Our world has provided tools of convenience and labor saving devices which have nearly made our bodies obsolete. And we're suffering for it. We're losing skills like hand writing and we've lost most of our opportunities to stay naturally healthy. So now we have to fashion or find ways to exercise our bodies. We drive to the gym to run on a treadmill or ride a stationary bike. Why don't we just ride our bikes? Fear? Conditioned to convenience? Maybe it’s that guy that yelled out the window of his SUV to “get on the sidewalk” or “roads are for cars.”

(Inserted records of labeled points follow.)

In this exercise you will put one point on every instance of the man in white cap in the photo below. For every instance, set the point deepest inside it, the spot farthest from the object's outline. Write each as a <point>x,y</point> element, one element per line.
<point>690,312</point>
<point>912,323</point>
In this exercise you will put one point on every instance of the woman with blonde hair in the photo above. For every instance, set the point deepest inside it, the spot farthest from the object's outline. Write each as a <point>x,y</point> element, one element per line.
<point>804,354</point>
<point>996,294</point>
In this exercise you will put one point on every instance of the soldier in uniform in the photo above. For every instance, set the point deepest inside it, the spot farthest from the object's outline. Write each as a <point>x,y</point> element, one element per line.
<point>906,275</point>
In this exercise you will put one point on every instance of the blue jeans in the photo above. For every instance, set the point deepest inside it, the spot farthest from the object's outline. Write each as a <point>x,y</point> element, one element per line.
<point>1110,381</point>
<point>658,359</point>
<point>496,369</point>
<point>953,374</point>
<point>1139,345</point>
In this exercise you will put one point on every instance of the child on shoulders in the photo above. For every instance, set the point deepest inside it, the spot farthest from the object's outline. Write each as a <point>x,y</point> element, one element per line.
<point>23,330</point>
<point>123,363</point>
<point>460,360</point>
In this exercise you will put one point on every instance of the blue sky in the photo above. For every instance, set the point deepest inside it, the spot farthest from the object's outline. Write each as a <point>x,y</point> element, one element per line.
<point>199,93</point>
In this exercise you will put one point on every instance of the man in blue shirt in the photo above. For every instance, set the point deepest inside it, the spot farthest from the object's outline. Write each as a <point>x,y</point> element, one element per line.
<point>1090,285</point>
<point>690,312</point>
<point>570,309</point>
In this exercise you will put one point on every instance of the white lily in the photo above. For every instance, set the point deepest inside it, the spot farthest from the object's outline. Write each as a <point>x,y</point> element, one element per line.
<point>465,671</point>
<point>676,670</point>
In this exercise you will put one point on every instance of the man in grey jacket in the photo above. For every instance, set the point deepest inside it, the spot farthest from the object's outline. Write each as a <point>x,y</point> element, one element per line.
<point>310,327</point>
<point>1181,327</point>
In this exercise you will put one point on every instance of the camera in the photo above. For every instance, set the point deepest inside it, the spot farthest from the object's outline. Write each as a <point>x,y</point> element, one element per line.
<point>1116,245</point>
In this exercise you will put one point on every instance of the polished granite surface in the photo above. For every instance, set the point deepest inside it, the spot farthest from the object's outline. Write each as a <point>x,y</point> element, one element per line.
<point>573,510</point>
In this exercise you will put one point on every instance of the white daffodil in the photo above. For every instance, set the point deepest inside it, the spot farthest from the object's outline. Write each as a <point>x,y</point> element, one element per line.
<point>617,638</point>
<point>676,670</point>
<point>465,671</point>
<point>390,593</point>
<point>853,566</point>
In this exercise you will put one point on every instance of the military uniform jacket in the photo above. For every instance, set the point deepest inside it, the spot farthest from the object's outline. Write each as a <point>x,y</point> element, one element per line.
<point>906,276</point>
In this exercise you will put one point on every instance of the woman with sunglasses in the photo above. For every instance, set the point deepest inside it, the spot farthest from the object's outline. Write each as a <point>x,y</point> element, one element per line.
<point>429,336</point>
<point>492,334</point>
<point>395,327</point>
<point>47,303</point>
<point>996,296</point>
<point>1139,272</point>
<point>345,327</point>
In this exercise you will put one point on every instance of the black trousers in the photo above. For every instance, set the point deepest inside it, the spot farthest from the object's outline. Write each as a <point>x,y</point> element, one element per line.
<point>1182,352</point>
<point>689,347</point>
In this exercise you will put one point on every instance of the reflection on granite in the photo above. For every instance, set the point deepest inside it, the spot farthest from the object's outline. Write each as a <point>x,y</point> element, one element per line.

One way to maximize public space is to build more trails. It doesn’t matter if they’re singletrack dirt or fourteen foot wide paved multiuse trails. Trails provide more experiential surface area to any community. They connect us to remote places; they connect us to near places. They connect us to each other, and they connect us to strangers. Trails invite us to move, to travel, and when we travel we strengthen important neural connections in our brains. We exercise our minds, and we exercise our bodies.
Trail require little real estate. And in fact, they don’t require prime real estate. For dirt singletrack often junk land is best. You can even build multiuse trails in places where no one wants to do anything else. Floodplains are great places for paved multiuse trails. Utility rights-of ways. That fringe along the edge of an industrial area. All good places.
|Trail in Berea, KY|
|A narrow sliver between platted neighborhoods in Arvada, CO|
|Trails in the Cherry Creek floodplain, Denver, CO|
|Multiuse trail in a power line easement, Arvada, CO|
In conferences and meetings I continually hear about how important physical activity is. I hear that it is vital for us to have access to opportunities for exercise and movement. I wonder why we have to talk about it so much if it’s so important.
I remember that when I was a kid there were all kind of places I could ride my bike and hike and play. There were pockets of wooded land where my contemporaries build forts and ran amuck. It was an important part of growing up. It seems like a lot of those places have vanished or have been fenced off.